The ACME Protocol and DNS vs. HTTP Domain Validation
The process of requesting an SSL certificate from Let’s Encrypt involves running a Let’s Encrypt agent locally which communicates with the Let’s Encrypt Certificate Authority (CA) using the ACME Protocol. The CA issues challenges that the agent attempts to respond to, and the challenges come in the user’s choice of two forms:
- DNS challenge: the agent creates a DNS record for a particular sub-domain requested by the CA in order to prove that it has control over DNS for that domain
- HTTP challenge: the agent creates a text file at a particular location with particular content that the CA can then request in order to prove that the agent has control over web page content for that domain
Since we cannot create DNS records for our customers’ “masked” domains and it’s not easy even to publish search.usa.gov DNS records, that left HTTP as the only Domain Validation option for us. Our goal then was to make sure we could have the Let’s Encrypt agent create web resources as needed to respond to any HTTP challenge issued by the CA.

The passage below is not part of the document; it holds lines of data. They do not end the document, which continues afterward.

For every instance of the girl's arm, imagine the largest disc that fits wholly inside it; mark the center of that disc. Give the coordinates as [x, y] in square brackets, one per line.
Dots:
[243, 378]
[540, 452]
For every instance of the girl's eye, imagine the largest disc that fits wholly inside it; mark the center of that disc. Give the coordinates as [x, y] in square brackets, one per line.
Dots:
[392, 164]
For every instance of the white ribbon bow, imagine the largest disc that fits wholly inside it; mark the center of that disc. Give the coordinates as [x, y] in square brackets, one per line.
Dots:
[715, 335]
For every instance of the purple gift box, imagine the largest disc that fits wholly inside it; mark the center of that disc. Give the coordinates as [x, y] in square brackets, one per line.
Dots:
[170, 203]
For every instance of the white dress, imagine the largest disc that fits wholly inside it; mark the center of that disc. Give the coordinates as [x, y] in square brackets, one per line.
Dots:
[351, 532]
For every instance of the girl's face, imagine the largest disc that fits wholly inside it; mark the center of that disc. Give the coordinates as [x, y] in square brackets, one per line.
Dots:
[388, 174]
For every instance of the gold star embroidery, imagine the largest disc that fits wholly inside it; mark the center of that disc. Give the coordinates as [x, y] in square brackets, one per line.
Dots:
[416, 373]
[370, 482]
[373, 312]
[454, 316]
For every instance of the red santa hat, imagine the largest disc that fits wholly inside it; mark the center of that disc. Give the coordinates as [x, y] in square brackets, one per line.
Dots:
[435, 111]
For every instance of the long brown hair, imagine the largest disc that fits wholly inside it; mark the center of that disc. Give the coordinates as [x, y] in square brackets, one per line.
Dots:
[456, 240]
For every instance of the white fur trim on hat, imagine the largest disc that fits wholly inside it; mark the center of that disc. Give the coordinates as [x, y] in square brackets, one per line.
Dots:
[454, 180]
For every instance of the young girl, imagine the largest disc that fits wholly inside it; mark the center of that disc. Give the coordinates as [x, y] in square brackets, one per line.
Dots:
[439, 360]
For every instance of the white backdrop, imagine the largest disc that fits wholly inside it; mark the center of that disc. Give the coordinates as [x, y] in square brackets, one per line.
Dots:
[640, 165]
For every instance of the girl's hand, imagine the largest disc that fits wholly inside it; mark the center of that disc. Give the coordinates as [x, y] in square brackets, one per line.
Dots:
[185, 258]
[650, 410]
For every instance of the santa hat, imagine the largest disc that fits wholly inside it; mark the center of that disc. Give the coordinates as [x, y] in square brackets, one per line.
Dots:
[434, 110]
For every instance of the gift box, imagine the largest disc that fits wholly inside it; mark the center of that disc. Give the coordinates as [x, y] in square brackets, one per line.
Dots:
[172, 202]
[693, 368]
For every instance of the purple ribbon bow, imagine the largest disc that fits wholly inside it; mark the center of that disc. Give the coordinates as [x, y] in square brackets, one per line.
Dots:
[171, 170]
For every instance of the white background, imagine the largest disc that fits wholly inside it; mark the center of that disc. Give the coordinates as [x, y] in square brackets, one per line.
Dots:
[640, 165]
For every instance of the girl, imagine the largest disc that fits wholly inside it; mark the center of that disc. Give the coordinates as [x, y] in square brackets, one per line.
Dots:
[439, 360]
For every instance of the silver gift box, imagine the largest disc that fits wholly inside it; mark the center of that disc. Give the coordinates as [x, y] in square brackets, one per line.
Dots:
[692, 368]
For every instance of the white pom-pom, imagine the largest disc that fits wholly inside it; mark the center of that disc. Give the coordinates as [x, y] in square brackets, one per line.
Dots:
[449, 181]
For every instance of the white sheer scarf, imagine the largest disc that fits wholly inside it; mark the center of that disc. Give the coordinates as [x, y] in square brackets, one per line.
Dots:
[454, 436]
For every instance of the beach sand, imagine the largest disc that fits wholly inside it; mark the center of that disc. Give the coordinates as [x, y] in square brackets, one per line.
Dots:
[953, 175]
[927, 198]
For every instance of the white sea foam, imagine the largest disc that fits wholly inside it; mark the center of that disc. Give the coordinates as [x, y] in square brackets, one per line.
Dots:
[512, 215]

We chose EFF’s Certbot and followed their straightforward installation instructions. Certbot has options that will instruct it to attempt to install newly acquired SSL certificates in an Apache or Nginx setup, but we chose to use the certonly mode of operation which tells Certbot simply to store the new certificates in an output directory. We use this in conjunction with the –webroot option which tells Certbot that it will be writing files somewhere underneath the webserver’s document root so that they can be publicly available via HTTP requests.
To ask Let’s Encrypt for a SAN SSL certificate for our primary domain search.usa.gov and, say, two of our customer domains: find.irs.gov, and nasasearch.nasa.gov, first we would make sure that our webserver is responding to requests for all three of those domains. Then we would use the following Certbot command from the directory where Certbot is installed:
./certbot-auto certonly –webroot –webroot-path /var/www/http –domain search.usa.gov –domain find.irs.gov –domain nasasearch.nasa.gov
Roughly following the Domain Validation example in the Let’s Encrypt documentation, the process of fulfilling this certificate request would complete the two steps illustrated in these diagrams for each domain.
Challenge / Authorization for each Domain
- Certbot communicates with the Let’s Encrypt CA indicating we want a SAN SSL certificate for domains search.usa.gov, find.irs.gov, and nasasearch.nasa.gov
- The CA instructs the agent to create a file with particular content that will be visible at http://search.usa.gov/.well-known/acme-challenge/XXXX
- The agent writes the desired content to /var/www/http/.well-known/acme-challenge/XXXX, and the CA’s HTTP request for that file succeeds
- The CA instructs the agent to create a file with particular content that will be visible at http://find.irs.gov/.well-known/acme-challenge/YYYY
- The agent writes the desired content to /var/www/http/.well-known/acme-challenge/YYYY, and the CA’s HTTP request for that file succeeds
- The CA instructs the agent to create a file with particular content that will be visible at http://nasasearch.nasa.gov/.well-known/acme-challenge/ZZZZ
- The agent writes the desired content to /var/www/http/.well-known/acme-challenge/ZZZZ, and the CA’s HTTP request for that file succeeds
This reduces the convoluted many-party, multi-step process to one that involves only three parties. Since one of these parties, Let’s Encrypt, is automated, this reduces the entire process time from weeks to minutes.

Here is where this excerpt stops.